秀嶋賢人のはてなブログ

映画監督・NPO法人SocialNetProjectMOVE理事長

あなたなんか、大嫌い!

社会に無関心であろうと、政治に興味がなかろうと、世界情勢と無縁だと思っていようと、人はそれらと無関係でいることはできない。

ごくありふれたぼくらの日常も、それらと関係なく存在するのではない。興味のあるなしや関係性の自覚・無自覚とは無縁に、ぼくらの日常はそうしたものに絡め取られているし、逃れることはできないのだ。その無数の積み重ねの上に歴史がつくられているに過ぎない。

ぼくが演劇を始めた15歳の頃から、常に意識させられたのはそのことだった。とりわけ、人間の身体性を表現の術とする演劇において、人間の生理としてある言葉の矛盾、所作の矛盾をどう表象するかは大きな課題としてあった。

たとえていえば、「あなたなんか、大嫌い!」と叫びながら、そこに内在するエロスをどう観客に提示するかの問いだ。リアリズム演劇のくだらなさは、これをすべて個人史に帰結させるところにあった。もっといえば、体験主義や経験主義に落とし込んでしまうところだ。

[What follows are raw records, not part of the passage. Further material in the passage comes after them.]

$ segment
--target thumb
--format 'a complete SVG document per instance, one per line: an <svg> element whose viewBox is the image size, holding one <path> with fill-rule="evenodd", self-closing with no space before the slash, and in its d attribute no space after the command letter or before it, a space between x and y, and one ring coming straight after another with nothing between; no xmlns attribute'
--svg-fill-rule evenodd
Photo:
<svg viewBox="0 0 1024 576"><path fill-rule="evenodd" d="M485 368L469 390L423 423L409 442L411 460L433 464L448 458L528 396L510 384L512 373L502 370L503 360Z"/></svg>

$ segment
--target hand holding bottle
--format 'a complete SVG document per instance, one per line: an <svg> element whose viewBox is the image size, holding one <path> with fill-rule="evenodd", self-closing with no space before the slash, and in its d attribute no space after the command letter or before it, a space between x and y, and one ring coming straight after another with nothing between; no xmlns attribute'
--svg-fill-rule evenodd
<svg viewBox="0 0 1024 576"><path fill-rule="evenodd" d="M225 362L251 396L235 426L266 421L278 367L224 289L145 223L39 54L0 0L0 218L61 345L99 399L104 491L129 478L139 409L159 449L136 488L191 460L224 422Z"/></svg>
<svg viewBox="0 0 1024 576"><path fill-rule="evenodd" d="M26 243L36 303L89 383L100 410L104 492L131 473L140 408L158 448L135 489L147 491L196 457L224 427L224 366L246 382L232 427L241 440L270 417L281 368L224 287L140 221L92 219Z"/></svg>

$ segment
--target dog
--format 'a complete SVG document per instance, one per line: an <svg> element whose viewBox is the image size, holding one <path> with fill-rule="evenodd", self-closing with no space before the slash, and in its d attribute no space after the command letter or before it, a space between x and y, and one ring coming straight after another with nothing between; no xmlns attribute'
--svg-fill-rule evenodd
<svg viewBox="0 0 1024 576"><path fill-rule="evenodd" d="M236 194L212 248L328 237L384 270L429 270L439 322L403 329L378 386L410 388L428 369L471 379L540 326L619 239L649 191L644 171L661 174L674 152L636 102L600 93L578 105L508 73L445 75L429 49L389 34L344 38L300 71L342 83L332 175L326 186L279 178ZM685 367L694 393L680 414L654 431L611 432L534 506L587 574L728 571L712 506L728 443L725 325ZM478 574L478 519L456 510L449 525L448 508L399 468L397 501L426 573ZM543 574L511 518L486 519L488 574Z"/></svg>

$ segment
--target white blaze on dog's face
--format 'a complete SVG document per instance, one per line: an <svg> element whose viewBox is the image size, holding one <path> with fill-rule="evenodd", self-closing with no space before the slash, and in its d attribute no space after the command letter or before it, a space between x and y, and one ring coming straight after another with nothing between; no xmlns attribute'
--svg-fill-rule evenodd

個人史やだれかの体験、経験という軽薄な類型にしてしまうことで制作者も俳優も、そして観客もひとまず安心する。だが、そこには、リアルは浮上しない。演劇におけるリアルとは、人間の生理における普遍的な何かにたどり着くことだ。疑念と問いを重ねないと、その何かには到達できない。でなければ、ギリシャ悲劇も、シェークスピアもいまに現前化などできない。

だが、この身体表現は、現実的であるか=普遍的であるかの尺度は、実は、演劇そのものの世界にはない。あるのは、いまを生きる俳優の身体性やそれを形づくっている暮らしや社会、国、世界の方だ。

シェークスピアにせよ、近松にせよ、イプセンチェーホフにせよ、ベケットにおいても、人間の根源にある自己矛盾や葛藤、愛憎、恨みつらみや嫉妬心、虚栄心といった人間の根源的にある生理を普遍的なものとして提示しているから今日まで生き延びている。それをさせているのは、折々にあった人間の生活様式(エトス)であり、それによって形づくられいる社会や国、世界のあり様だったのだ。

個人史や体験、経験主義に依存していては、それはできない。人の真実とは何かを問う先に、社会は、国は、世界は…という問いを持たない限り、リアルは浮上しない。戯曲の技も演出の巧みさも、すべてこれを浮上させられるかどうかにかかっている。

師と仰いでいる渡辺保先生もだが、鈴木忠志氏はわが意を得たりを20歳の頃に与えてくれた演出家。そして、宮台真司氏と齋藤環氏も、演劇とは異なる世界の方ながら、同じようにわが意を証明してくれた先生たちであり、志を重ねる友である。

昨今、テレビ・映画がつまらないといわれる所以にはこれがある。ということを改めて整理させてもらった書籍と舞台。

舞台の方は、何十年かぶりに観た、劇団SCOT(旧早稲田小劇場)の『サド侯爵夫人』(三島由紀夫作 鈴木忠志演出 吉祥寺シアター

書籍の方は、『神なき時代の日本蘇生プラン』(宮台真司藤井聡 対談書ビジネス社)
『「自傷的自己愛」の精神分析 齋藤環著 角川新書』

いずれも、お見事。名舞台 名著である。